Primeiro, tal utilização pode encobrir deficiências
metodológicas profundas, produzindo uma ilusória impressão
de rigor, de cientificidade. Depois, e mais importante, do ponto de
vista epistemológico (ou seja, da teoria do conhecimento),
as observações por meio de aparelhos ocupam um nível
bem mais baixo na escala da confiabilidade do que aquelas que podem
ser alcançadas de modo imediato. (Assim, uma das mais difundidas
vertentes da Epistemologia chega mesmo a negar que entidades teóricas
não diretamente observáveis possuam "referentes",
ou seja, contrapartes reais.) A razão disso é simples:
quando se utiliza um aparelho para fazer certa observação,
o resultado da mesma pressuporá a validade das teorias envolvidas
na construção e no funcionamento do aparelho, introduzindo-se,
desse modo, mais elementos de incerteza.
Essas considerações epistemológicas explicam,
por sinal, a grande estabilidade do núcleo de princípios
fundamentais do Espiritismo, quando comparado aos das teorias
científicas, pois repousam em fenômenos extremamente
básicos do ponto de vista epistêmico, com o mesmo grau
de certeza, quanto, por exemplo, as proposições de que
temos agora uma folha de papel diante de nós, de que há
nela algo escrito, de que nos achamos sentados etc. Medeia vasta distância
conceitual entre proposições desse tipo e, por exemplo,
aquelas sobre a estrutura dos átomos, dos buracos negros, sobre
o mecanismo das mutações genéticas etc.
h) Referência
a conceitos e teorias científicas obsoletos. A Física
deste século introduziu, como já dissemos, alterações
radicais em suas teorias, e conseguintemente em nossa visão
do mundo. Conceitos que faziam parte da Física Clássica,
como os de espaço e tempo absolutos, partículas, campos
etc., foram ou totalmente abandonados, ou revistos profundamente,
por não mais servirem às novas teorias, não dando
conta dos fenômenos observados. Assim, é inacreditável
que haja pesquisadores das "ciências psi" tentando
elaborar "teorias" e "modelos" para o Espírito
baseados em noções de partículas e campos, e
ainda mais, com a pretensão de estarem seguindo a Ciência!
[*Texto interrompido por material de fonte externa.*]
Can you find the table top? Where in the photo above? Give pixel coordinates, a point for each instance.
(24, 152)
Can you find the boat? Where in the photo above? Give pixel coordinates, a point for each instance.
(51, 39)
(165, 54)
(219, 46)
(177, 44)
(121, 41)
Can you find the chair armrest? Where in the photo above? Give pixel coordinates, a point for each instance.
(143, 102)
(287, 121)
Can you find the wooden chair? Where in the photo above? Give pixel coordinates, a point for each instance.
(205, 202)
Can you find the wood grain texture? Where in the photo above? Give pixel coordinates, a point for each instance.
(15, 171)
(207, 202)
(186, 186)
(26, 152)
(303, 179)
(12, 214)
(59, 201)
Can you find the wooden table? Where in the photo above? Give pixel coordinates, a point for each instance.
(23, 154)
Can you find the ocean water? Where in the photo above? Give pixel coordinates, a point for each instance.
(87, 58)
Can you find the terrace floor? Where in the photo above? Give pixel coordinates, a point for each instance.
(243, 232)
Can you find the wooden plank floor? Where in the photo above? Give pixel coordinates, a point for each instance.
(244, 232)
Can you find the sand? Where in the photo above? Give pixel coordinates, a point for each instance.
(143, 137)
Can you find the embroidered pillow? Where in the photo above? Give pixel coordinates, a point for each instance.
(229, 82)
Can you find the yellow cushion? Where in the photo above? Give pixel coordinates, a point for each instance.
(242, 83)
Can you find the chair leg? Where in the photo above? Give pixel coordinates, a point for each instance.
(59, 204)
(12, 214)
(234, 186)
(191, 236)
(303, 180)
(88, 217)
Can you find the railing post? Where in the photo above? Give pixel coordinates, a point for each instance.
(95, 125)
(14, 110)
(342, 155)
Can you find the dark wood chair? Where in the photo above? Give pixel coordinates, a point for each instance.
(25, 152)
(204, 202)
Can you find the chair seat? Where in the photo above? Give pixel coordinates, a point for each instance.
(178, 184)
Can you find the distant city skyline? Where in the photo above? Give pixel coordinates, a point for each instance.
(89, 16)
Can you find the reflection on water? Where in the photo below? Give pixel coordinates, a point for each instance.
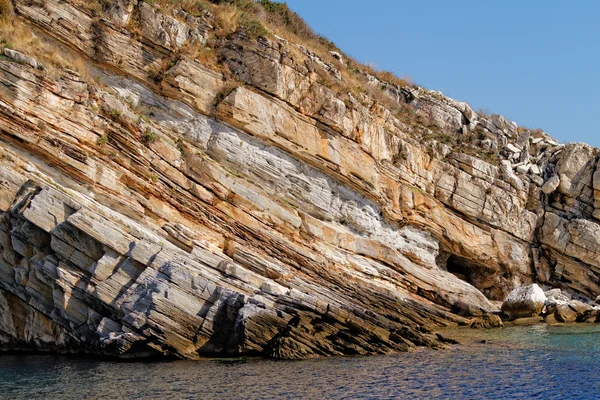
(535, 361)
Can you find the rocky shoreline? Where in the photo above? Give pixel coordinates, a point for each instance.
(176, 189)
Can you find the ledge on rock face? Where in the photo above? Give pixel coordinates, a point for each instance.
(190, 193)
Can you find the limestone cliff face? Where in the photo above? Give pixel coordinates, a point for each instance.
(151, 207)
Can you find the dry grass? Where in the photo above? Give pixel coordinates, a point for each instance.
(19, 36)
(6, 10)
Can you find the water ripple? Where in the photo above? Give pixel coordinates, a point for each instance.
(519, 362)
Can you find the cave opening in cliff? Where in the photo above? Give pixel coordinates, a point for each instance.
(459, 267)
(476, 274)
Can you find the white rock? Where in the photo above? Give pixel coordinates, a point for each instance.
(523, 169)
(551, 184)
(524, 301)
(513, 148)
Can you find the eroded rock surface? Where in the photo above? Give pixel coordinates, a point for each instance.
(152, 205)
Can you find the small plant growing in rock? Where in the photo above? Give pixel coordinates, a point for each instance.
(254, 28)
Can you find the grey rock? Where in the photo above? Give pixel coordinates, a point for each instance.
(525, 301)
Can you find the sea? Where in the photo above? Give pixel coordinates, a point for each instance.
(537, 361)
Vemos aqui uma vez mais a lucidez de Kardec e dos Espíritos
que o auxiliavam, ao não vincularem os princípios centrais
do Espiritismo a nenhuma dessas noções. Assentaram-no,
antes, em proposições básicas, "fenomenológicas",
como dizem os filósofos, exatamente por serem estáveis.
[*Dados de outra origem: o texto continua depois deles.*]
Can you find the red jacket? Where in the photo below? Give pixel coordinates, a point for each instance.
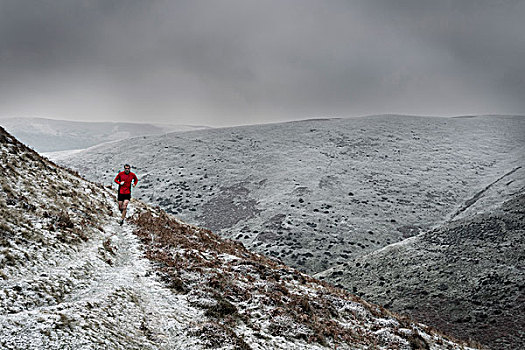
(127, 178)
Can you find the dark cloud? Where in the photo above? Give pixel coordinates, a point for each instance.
(234, 62)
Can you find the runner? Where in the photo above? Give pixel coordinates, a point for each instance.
(124, 179)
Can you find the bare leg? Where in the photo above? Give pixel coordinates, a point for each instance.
(124, 208)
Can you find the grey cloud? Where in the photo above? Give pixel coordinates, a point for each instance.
(235, 62)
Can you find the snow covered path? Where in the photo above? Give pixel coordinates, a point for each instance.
(106, 277)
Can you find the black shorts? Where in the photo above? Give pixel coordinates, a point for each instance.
(123, 197)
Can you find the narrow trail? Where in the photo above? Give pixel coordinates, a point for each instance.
(470, 202)
(106, 276)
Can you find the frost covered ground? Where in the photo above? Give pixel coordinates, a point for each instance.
(50, 135)
(318, 193)
(70, 277)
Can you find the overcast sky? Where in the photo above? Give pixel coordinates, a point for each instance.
(222, 63)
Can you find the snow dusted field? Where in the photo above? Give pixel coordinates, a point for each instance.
(319, 193)
(70, 277)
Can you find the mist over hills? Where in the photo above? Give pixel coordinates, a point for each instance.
(50, 135)
(326, 196)
(71, 277)
(317, 193)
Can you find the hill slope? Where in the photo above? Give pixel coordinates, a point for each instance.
(466, 277)
(70, 277)
(318, 193)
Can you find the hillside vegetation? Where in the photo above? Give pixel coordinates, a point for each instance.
(71, 277)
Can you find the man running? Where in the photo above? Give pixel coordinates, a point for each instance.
(123, 179)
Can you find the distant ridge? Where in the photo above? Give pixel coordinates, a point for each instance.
(51, 135)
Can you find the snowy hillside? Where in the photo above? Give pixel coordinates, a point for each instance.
(49, 135)
(71, 277)
(466, 277)
(319, 193)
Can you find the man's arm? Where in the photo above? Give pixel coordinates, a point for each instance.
(117, 179)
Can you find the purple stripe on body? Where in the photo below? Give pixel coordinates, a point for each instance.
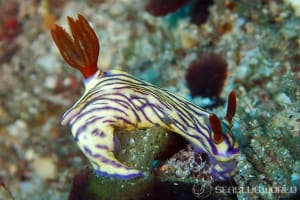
(84, 126)
(100, 146)
(105, 108)
(101, 157)
(119, 176)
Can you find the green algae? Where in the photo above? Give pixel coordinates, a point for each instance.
(136, 149)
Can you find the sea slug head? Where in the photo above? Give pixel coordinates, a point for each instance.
(224, 147)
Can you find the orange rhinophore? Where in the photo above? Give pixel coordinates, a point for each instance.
(81, 49)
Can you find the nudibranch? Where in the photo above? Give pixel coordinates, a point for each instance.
(116, 99)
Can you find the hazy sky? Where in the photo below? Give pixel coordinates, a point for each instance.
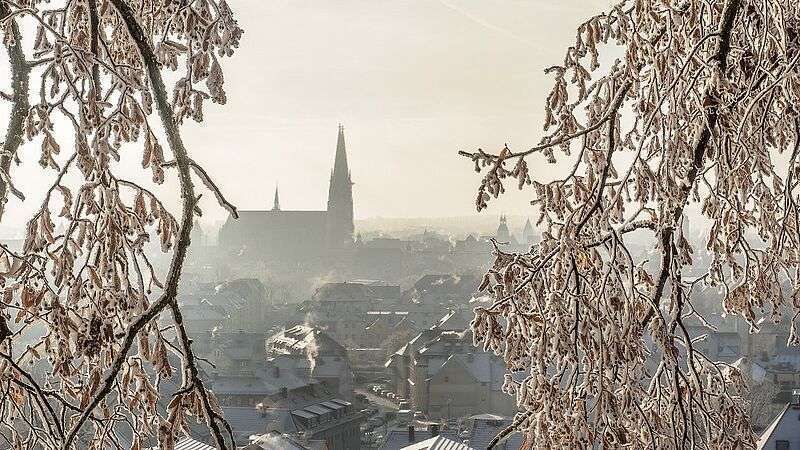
(412, 81)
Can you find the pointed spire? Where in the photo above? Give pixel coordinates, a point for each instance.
(276, 204)
(340, 198)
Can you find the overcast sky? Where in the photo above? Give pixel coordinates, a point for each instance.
(412, 82)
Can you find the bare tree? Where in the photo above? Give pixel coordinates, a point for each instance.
(83, 291)
(697, 116)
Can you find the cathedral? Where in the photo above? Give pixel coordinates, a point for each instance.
(294, 235)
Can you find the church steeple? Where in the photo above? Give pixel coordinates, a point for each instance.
(340, 198)
(528, 235)
(276, 203)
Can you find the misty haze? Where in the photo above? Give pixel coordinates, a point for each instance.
(444, 224)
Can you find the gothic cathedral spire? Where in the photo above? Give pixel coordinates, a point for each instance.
(340, 199)
(276, 203)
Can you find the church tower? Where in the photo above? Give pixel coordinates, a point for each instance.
(340, 199)
(276, 202)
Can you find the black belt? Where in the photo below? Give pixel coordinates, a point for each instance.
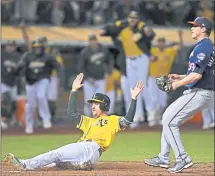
(100, 152)
(90, 140)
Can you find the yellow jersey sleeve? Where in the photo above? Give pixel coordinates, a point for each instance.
(115, 123)
(59, 59)
(84, 123)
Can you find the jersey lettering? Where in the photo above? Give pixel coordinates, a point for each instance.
(102, 122)
(211, 61)
(192, 66)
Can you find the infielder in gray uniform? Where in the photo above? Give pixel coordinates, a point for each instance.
(199, 95)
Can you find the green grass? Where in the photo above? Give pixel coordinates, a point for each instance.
(126, 147)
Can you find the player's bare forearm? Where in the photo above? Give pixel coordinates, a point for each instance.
(128, 119)
(71, 110)
(192, 77)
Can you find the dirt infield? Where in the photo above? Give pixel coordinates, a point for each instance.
(69, 129)
(113, 169)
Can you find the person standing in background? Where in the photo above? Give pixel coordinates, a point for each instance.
(112, 83)
(135, 38)
(37, 66)
(56, 80)
(9, 59)
(96, 62)
(162, 66)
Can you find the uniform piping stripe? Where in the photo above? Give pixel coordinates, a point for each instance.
(174, 118)
(79, 125)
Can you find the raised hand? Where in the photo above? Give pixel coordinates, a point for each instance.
(77, 83)
(135, 92)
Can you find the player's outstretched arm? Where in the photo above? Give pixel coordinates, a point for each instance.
(71, 110)
(128, 119)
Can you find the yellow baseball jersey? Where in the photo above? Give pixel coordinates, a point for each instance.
(129, 40)
(165, 60)
(112, 79)
(102, 130)
(57, 56)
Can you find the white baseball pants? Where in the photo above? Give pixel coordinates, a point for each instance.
(37, 92)
(74, 154)
(125, 91)
(90, 90)
(137, 69)
(208, 115)
(111, 95)
(53, 88)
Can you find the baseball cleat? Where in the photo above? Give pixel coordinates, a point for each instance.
(47, 124)
(179, 166)
(11, 159)
(29, 130)
(156, 162)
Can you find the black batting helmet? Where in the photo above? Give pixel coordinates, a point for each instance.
(36, 43)
(134, 14)
(103, 99)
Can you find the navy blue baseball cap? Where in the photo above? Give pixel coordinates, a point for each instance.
(202, 22)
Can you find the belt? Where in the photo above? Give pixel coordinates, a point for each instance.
(100, 152)
(135, 57)
(90, 140)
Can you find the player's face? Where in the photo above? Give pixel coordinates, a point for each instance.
(196, 32)
(132, 21)
(93, 43)
(161, 44)
(10, 48)
(38, 50)
(96, 111)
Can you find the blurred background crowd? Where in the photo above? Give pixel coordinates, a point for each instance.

i) Desprezo pelo passado: cada pesquisador em geral
reinicia as investigações a partir do "nada",
como se outros já não tivessem efetuado constatações
dignas de confiança. Se a dúvida equilibrada representa
prudência, quando se torna irrestrita e irrefletida, aliando-se
à presunção e ao orgulho, inviabiliza o conhecimento.
Se na Ciência se tivesse adotado semelhante atitude, não
se teria saído de sua pré-história.
j) Ignorância da relevância dos fatores
"morais" na produção de certos fenômenos.
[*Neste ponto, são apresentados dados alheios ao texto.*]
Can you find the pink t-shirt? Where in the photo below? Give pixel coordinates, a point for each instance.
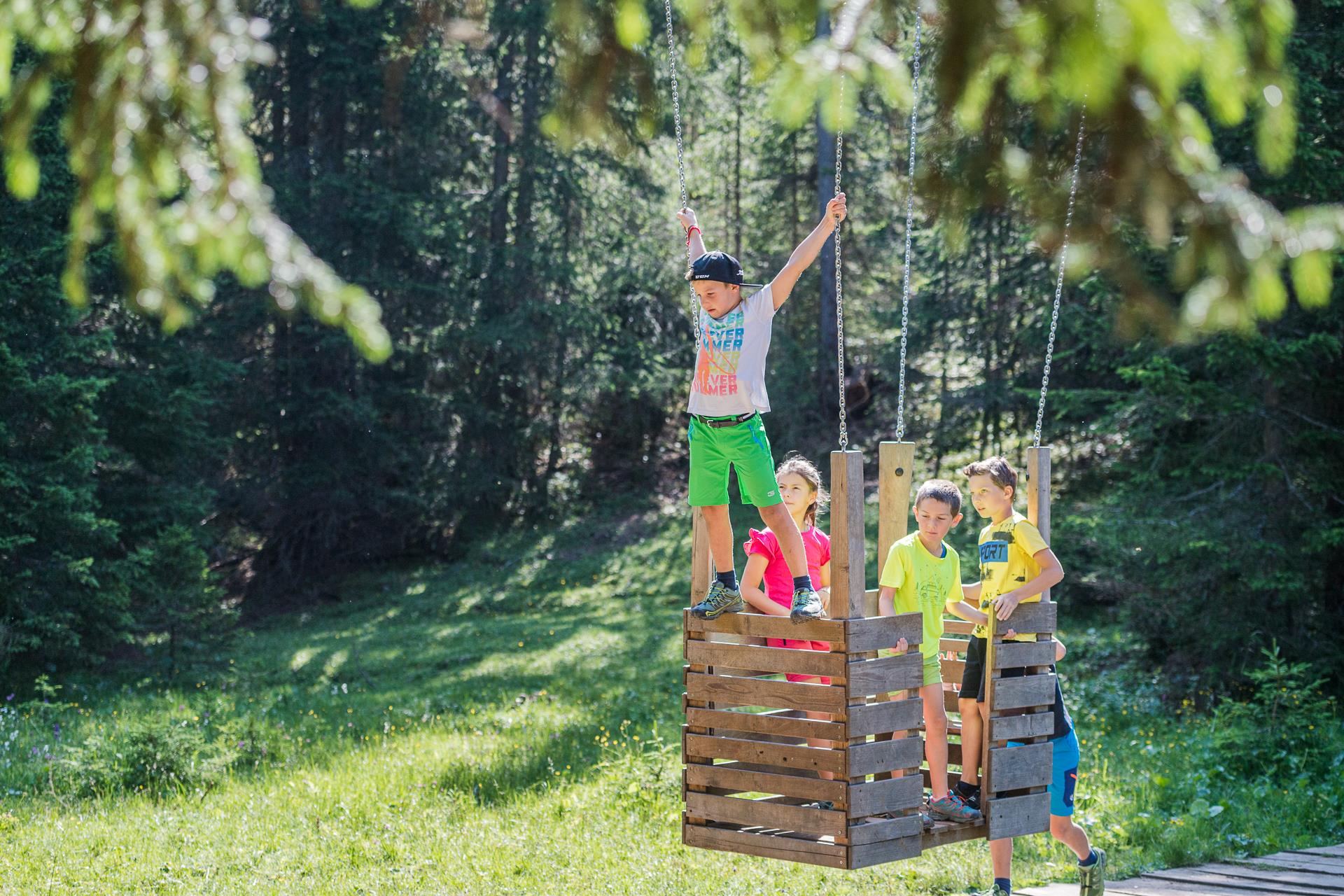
(778, 580)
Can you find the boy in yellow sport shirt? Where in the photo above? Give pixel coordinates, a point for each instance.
(924, 575)
(1016, 566)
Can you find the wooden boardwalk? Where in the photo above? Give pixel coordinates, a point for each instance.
(1298, 872)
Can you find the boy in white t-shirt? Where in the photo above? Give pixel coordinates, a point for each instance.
(727, 399)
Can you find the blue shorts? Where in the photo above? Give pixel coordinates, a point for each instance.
(1065, 774)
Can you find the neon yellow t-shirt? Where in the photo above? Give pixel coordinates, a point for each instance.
(924, 584)
(1007, 559)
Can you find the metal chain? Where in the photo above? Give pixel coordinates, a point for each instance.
(844, 430)
(1059, 279)
(910, 206)
(680, 160)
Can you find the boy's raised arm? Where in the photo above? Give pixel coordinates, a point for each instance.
(806, 251)
(694, 237)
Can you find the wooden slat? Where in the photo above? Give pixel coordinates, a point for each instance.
(773, 660)
(771, 846)
(764, 626)
(847, 555)
(1018, 816)
(895, 479)
(765, 723)
(885, 675)
(879, 830)
(1327, 881)
(953, 671)
(886, 716)
(953, 645)
(1021, 767)
(1319, 864)
(729, 777)
(881, 633)
(892, 794)
(1025, 653)
(1040, 724)
(885, 755)
(761, 692)
(1031, 618)
(946, 832)
(888, 850)
(1038, 495)
(1028, 691)
(739, 811)
(766, 754)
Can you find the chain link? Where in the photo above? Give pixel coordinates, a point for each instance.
(844, 429)
(680, 160)
(1059, 277)
(910, 206)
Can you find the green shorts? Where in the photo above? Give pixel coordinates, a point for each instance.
(743, 448)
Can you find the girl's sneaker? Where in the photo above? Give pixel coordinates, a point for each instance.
(806, 605)
(953, 808)
(1092, 879)
(720, 599)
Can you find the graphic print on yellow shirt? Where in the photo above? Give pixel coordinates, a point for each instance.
(924, 584)
(1007, 552)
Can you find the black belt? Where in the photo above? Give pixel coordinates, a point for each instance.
(721, 424)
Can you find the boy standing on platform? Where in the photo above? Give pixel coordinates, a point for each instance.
(727, 399)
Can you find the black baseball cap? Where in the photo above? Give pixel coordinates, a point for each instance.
(720, 266)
Kardec não tardou reconhecer, em seus estudos, a influências
por vezes crucial de fatores ligados à harmonia de pensamento
dos médiuns, experimentadores e assistentes, aos objetivos
a que se propõem, à sua condição moral
etc. O assunto é abordado, entre outros lugares, no Capítulo
XXI de O Livro dos Médiuns, onde Kardec ressalta
a "enorme influência do meio sobre a natureza das manifestações
inteligentes" (parágrafo 233). Essa influência vem
sendo também ilustrada e enfatizada na boa literatura mediúnica,
que nos mostra em detalhe a complexidade do trabalho dos Espíritos
na produção dos fenômenos. Assim, apenas para
tomar um dos inúmeros exemplos, lembremos a descrição
que André Luiz dá em Missionários
da Luz (Cap. X) da profunda perturbação causada
nos trabalhos de materialização a que presenciava pelo
simples ingresso no recinto de um homem interiormente desequilibrado,
e, depois, pelos pensamentos descontrolados dos participantes da reunião.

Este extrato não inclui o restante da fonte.